Science of Science / Science Design
- Microscopic patterns of science in the making. Here we study the edition of laboratory notebooks and the progress of knowledge at the microscopic level, the one that occurs before the publication.
- Measuring social bias in research. We analyse how laboratories around the world have created the “interactome” map of human protein-protein interactions in the past 30 years. By comparing this map with the recently obtained “ground truth” systematic map (obtained by checking random pairs of proteins for interactions), we can disentangle the importance of biology (involvement of a protein in a disease), topology (how far that protein is in the known network) and social bias (who published about that protein and is it a collaborator?) in the evolution of the knowledge about the interactome.
- Science Design. In this project, we build recommendation systems for large open science projects. This work is done in the context of the JOGL (Just One Giant Lab) platform, with the key question being: if there are 1,000 people working on a same open science project, how can we filter information so that each person can contribute significantly without being overwhelmed by all of the project information?
- Role of non-coding RNAs in diseases. In collaboration with the Sharma Lab at Harvard Medical School, we study the impact of miRNAs and lincRNAs in the interactome to prioritize their role in diseases. We also built a disease similarity map based on shared miRNAs, showing high resolution to stratify disease subtypes.
- Multi-layer interactome. We use the information on cell to cell and tissue to tissue communication to build the mutli-layer interactome representing the interactions between tissue-specific layers. Using this map, we study the spread of perturbations in the organism.
- Personalized medicine. Using data from stressors or drug treatments at the individual level, we study how gene expression relates to the response using machine learning and biological networks.
- Virus-host protein interactions. In collaboration with Thomas Rolland and Yves Jacob from Pasteur Institute, we use experimental data of interactions between virus and host proteins to decipher the interactome effects that explain different virulences of various strains of Ebola viruses.
- Hospital network mobility. In collaboration with the Dhand Lab at Northeastern University, we study the mobility of millions of patients in the hospital system in California.
- Social network modules. Based on the “disease module” hypothesis in which genes linked to a similar disease state cluster in the same neighborhood of the interactome, we study similar effects in the context of “social” biomarkers that associate to social properties. In particular, we look at the role of hormones and their link to social network properties, such as betweenness centrality in a team. For this, we are designing low-cost DIY solutions to map the level of several hormones from saliva samples using changes of color of a strip that can be recorded on a smartphone.

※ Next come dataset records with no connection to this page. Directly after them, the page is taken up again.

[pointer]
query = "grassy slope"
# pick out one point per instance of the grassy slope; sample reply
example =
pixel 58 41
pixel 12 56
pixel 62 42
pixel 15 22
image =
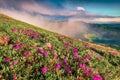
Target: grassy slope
pixel 104 61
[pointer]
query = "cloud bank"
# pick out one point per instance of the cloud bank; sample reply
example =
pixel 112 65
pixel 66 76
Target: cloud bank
pixel 64 21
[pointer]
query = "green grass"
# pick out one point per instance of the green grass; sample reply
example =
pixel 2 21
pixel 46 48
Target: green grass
pixel 21 56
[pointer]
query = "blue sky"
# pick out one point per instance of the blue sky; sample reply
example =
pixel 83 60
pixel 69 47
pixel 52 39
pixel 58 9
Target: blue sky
pixel 105 7
pixel 60 10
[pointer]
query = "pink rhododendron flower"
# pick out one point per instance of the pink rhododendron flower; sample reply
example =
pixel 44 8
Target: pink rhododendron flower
pixel 55 56
pixel 45 53
pixel 75 54
pixel 78 59
pixel 7 60
pixel 82 66
pixel 67 64
pixel 52 50
pixel 97 77
pixel 26 52
pixel 14 77
pixel 41 50
pixel 64 60
pixel 15 62
pixel 16 46
pixel 86 72
pixel 68 69
pixel 44 70
pixel 0 75
pixel 57 66
pixel 65 43
pixel 14 29
pixel 11 66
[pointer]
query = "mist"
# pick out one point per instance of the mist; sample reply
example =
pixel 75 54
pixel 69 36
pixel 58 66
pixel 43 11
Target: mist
pixel 42 15
pixel 67 27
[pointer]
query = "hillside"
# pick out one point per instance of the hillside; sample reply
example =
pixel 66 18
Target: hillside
pixel 31 53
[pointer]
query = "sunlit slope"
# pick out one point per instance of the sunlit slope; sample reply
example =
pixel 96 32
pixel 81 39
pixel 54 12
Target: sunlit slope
pixel 31 53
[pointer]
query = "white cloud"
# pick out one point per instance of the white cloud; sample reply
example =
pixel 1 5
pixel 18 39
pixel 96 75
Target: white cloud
pixel 80 8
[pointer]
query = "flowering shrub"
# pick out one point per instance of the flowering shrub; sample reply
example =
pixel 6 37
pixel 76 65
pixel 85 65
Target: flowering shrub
pixel 34 53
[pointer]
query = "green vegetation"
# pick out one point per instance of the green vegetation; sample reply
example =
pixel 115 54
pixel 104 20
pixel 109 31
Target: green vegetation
pixel 31 53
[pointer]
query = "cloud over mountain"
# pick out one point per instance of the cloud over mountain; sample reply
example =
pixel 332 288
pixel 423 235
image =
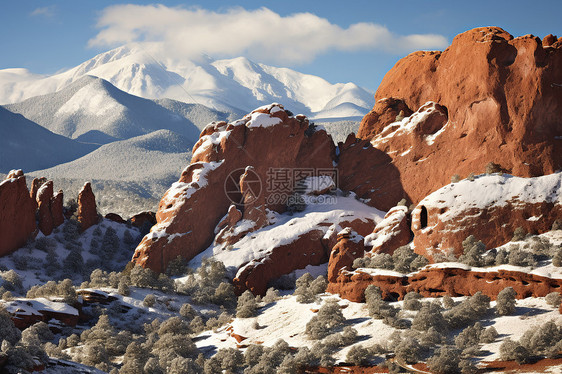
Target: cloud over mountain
pixel 261 34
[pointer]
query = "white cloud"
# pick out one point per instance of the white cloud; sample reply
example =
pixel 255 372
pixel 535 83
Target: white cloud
pixel 48 11
pixel 258 34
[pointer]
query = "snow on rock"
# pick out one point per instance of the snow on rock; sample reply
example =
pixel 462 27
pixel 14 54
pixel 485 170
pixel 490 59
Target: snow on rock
pixel 490 207
pixel 237 161
pixel 17 213
pixel 392 232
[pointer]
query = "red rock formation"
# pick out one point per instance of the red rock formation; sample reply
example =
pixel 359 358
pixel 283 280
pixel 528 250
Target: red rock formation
pixel 392 232
pixel 306 250
pixel 115 218
pixel 44 199
pixel 369 173
pixel 441 281
pixel 57 209
pixel 491 207
pixel 349 247
pixel 17 213
pixel 87 211
pixel 267 139
pixel 312 247
pixel 143 219
pixel 501 102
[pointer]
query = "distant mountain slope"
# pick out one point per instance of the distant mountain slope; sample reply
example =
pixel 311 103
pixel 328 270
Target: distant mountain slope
pixel 198 114
pixel 233 85
pixel 92 109
pixel 28 146
pixel 158 156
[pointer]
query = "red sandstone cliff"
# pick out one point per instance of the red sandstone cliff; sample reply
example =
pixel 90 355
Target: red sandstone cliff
pixel 495 99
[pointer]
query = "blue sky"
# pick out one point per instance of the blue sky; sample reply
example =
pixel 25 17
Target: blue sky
pixel 48 36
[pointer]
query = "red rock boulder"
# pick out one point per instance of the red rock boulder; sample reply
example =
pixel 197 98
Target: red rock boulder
pixel 349 247
pixel 267 139
pixel 452 279
pixel 87 210
pixel 489 97
pixel 392 232
pixel 17 213
pixel 490 207
pixel 44 200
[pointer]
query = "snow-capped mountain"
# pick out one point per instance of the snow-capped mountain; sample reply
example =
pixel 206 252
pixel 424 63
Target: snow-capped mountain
pixel 233 85
pixel 93 110
pixel 28 146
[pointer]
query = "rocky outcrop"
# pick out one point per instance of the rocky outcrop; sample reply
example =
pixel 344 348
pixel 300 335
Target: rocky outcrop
pixel 448 279
pixel 27 312
pixel 369 173
pixel 143 220
pixel 45 217
pixel 57 209
pixel 49 208
pixel 490 207
pixel 489 97
pixel 348 248
pixel 270 141
pixel 115 218
pixel 392 232
pixel 87 211
pixel 17 213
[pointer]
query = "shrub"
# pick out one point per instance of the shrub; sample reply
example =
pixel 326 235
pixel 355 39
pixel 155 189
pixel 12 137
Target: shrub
pixel 381 261
pixel 518 257
pixel 253 354
pixel 408 350
pixel 469 337
pixel 12 281
pixel 445 361
pixel 448 302
pixel 271 296
pixel 412 301
pixel 468 311
pixel 247 305
pixel 329 317
pixel 542 339
pixel 318 285
pixel 429 316
pixel 177 267
pixel 553 299
pixel 505 302
pixel 511 350
pixel 303 291
pixel 358 355
pixel 489 335
pixel 557 259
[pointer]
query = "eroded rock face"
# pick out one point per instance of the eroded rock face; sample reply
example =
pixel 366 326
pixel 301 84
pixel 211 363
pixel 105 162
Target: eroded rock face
pixel 44 199
pixel 392 232
pixel 268 139
pixel 17 213
pixel 349 247
pixel 369 173
pixel 441 281
pixel 490 207
pixel 489 97
pixel 87 211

- Large-scale database on emotions. In collaboration with CRI fellow Felix Schoeller, we investigate what stimuli cause strong emotions, such as chills, using large scale data collection and analysis. To do so, we extracted a large dataset of Youtube videos for which individuals significantly experienced strong emotions (goosebumps), as given by the analysis of the comments. Using videos metadata as well as their underlying relational network, we reconstruct the various types of stimuli underlying these strong emotional experiences to build a first large scale unsupervised investigation of what causes chills.
AI and networks
- Building an AI network scientist. In collaboration with CRI fellow Remy Kusters, we investigate how to use neural networks to 1/ learn and recognize various types of networks (Barabasi-Albert, Erdös-Renyi, Watts-Strogatz…) using convolutional neural networks, and 2/ learn finer network structure that distinguishes various networks of different sizes corresponding to team networks in the iGEM competition, with the goal to predict their end performance (medals).